Spit & sawdust: Kieren King, Flapjack Press
Salford spoken word artist Kieren King is a leading slam performer who once said in an interview that he was inspired by the Bard of Salford, John Cooper Clarke. He has co-run the spoken word night Evidently, and more recently Slamchester. Spit & sawdust is his debut collection.
He lays his regional cards on the table in ‘The Northern Line’ - “The further south I get / the more Northern I become” - a poem that is part of a section titled The Chip on my Shoulder is Soaked in Gravy.
‘Going to the Match, 1953’ is presumably based on the Lowry painting, although the artist is not acknowledged, despite lines such as “blues and greys bleeding into pavement and sky”. Maybe a true northerner just knows. Before the poem’s final whistle it turns into something that LS did not depict, the forging of a bond via football:
A father grips a child’s hand
guiding them through a forest of shoulders
passing down a love that cannot be taught
only walked, only felt, only lived
And in this moment
before the whistle, before the roar
the day is already won
King celebrates his home town in poems such as ‘Salford is a Broadway musical’ - “The audience don’t clap politely / like sea lions begging for fish / They are Rocky Horror rowdy” - and ‘Slainte’ - “The man at the bar takes a glass ... pours in the memory of cool Manchester rain.”

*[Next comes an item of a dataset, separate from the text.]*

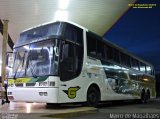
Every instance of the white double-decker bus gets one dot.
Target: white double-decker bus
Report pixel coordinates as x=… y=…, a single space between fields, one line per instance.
x=62 y=62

There’s a thoughtful, complicated poem about a character that refuses to acknowledge his own racism:
He only talks in black and white
he only talks in us and them
tribal
like football
he relegates us into divisions
and how can we talk things through
when every new accent sounds like a threat
that sets off the ticking timebomb behind his eyes
He smiles at me as if an ally
and tells me that he is colourblind
(‘Half-time at the derby by the bar at the Star’)
‘Post-it notes on mirrors’ is a love poem that insists: “Love is the mundane made extraordinary”, with a succession of images reinforcing that fact ... “cracked phone screens / and unmade beds / ... it’s me / fumbling with my words / wondering how I got this lucky.”
Maybe Kieren King does fumble with his words in some of these poems. But he creates his own kind of poetry out of a process of self-interrogation and honest doubt. ‘This year’, for instance, is a poem that sees chaos and confusion, rather than order, as a natural way of life. ‘I hope you never fit in’ is another poem in the same mould.
‘A foundation of kindness’ is about a word increasingly employed as a riposte to far-right hate:
There is a kindness
a quiet pride, a heart open wide
kind of kindness
a steady stream that fights the scream
a grit and grind
a show-your-teeth-and-your-mind
a tough as nails, no detail fails
kind of kindness
These poems are not tub-thumping or slogan-brandishing – and all the better for it.